Desculpa lá, ó pai, mas não posso esconder do mundo mais este feito! 
Pois que a minha Gertrudes e o meu pai Bicho vieram até Lisboa no último sábado para aplaudirem a sua netinha no VI sarau gímnico dos meus Moinhos da Funcheira. Chegaram, todos, contentes, cheios de frutas e feijão verde, mas, como eu até inclusive mudei de casa, lá foi o bom do Zé Luís busca-los à saída da ponte para que não se perdessem.
Tudo espetáculo.
O bom do Bicho ainda apanhou uma estafa a carregar colchões para o pavilhão mas o dia passou-se em beleza. O sarau correu bem e , do centro do pavilhão - sim que eu fui a apresentadora do evento -, via-os de telemóvel em punho a registarem todos os saltinhos da minha Piqui. Já noite alta decidiram fazer-se à estrada e voltar para Beja - alguém acreditava que a Gertrudes dormisse fora de casa e perdesse o castelo de vista? Jamais! Como é evidente...

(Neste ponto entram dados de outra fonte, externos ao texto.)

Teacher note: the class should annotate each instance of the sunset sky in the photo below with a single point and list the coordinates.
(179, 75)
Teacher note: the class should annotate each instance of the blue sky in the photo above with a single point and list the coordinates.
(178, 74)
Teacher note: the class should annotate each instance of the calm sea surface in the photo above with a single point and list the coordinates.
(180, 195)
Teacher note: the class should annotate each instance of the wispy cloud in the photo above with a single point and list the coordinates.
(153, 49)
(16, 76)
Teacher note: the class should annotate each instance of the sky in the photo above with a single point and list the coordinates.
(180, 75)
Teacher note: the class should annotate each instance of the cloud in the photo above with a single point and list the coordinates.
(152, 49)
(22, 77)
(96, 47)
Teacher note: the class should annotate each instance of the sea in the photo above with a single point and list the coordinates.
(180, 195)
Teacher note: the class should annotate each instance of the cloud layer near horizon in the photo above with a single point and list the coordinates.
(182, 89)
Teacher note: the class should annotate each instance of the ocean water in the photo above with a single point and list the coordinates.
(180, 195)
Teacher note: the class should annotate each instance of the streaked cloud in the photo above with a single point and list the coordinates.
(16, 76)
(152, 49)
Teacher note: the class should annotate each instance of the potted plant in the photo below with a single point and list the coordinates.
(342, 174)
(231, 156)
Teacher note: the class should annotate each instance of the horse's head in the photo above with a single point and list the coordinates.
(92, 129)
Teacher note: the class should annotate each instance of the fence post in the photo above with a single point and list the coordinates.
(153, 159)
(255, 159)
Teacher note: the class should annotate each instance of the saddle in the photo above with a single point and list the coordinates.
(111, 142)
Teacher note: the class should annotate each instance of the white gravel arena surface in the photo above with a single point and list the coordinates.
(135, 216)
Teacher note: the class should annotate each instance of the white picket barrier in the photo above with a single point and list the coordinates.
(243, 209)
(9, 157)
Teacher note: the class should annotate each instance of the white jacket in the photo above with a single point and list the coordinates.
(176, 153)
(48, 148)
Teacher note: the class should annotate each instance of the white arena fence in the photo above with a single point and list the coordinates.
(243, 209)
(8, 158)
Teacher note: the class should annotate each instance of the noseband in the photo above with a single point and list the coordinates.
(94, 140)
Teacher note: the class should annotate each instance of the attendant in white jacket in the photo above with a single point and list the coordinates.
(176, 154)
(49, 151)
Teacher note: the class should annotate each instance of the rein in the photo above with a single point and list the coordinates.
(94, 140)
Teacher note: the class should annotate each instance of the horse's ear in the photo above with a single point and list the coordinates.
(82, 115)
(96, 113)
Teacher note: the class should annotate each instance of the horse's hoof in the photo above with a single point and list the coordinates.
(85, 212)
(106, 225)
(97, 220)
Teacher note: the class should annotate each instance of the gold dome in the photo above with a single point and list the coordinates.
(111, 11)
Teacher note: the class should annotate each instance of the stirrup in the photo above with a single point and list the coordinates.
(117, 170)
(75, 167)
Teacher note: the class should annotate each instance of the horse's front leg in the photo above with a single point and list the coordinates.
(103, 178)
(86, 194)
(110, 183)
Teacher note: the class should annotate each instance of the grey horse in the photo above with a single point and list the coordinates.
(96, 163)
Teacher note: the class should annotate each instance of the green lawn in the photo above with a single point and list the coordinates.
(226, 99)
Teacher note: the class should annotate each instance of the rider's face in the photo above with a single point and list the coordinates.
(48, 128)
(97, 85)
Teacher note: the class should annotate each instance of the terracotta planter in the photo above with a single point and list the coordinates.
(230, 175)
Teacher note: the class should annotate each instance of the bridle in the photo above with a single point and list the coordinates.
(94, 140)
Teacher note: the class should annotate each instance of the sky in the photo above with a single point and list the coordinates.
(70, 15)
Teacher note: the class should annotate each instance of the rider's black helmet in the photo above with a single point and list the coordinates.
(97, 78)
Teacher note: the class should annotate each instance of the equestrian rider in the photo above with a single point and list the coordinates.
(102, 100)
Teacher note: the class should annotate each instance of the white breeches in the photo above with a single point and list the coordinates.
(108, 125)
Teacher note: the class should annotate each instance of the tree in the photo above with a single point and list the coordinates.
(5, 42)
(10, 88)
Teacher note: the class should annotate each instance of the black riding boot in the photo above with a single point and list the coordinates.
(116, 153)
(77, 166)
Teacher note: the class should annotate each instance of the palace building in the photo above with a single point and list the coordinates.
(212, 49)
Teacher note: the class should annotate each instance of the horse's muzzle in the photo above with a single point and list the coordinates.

Era uma e meia da manhã lembrei-me de ligar para saber se estavam quase em casa.
«Epá - sabes lá - estamos em Vila Franca de Xira. Ai Noca [eu], só estradas e caminhos sem ver ninguém. Nem viva alma. Tantas curvas! O teu pai já estava aflito que não tinha gasolina. Agora estamos na bomba. Lá para a hora do pequeno almoço estamos em casa», praguejava a minha mãe, que deve ter picado tanto os miolos do meu pai...
É que o Zé Luís também os foi deixar à saída para o IC17  - era só entrar no túnel do Grilo e ir sempre em frente pela A2. Mas o meu Bichinho, claro, que vai sempre na faixa do meio «porque assim consegue sempre mudar de direção se lhe apetecer», não viu saída de IC nenhuma... Foi sempre direto A8 dentro.
Acho eu que foi isso, que ainda nem percebi por onde andaram.
Eram três da manhã quando ligaram a dizer que, finalmente, estavam em casa.
E a minha mãe...
«Acho que vou tomar o pequeno-almoço...»
Tal não é a moenga...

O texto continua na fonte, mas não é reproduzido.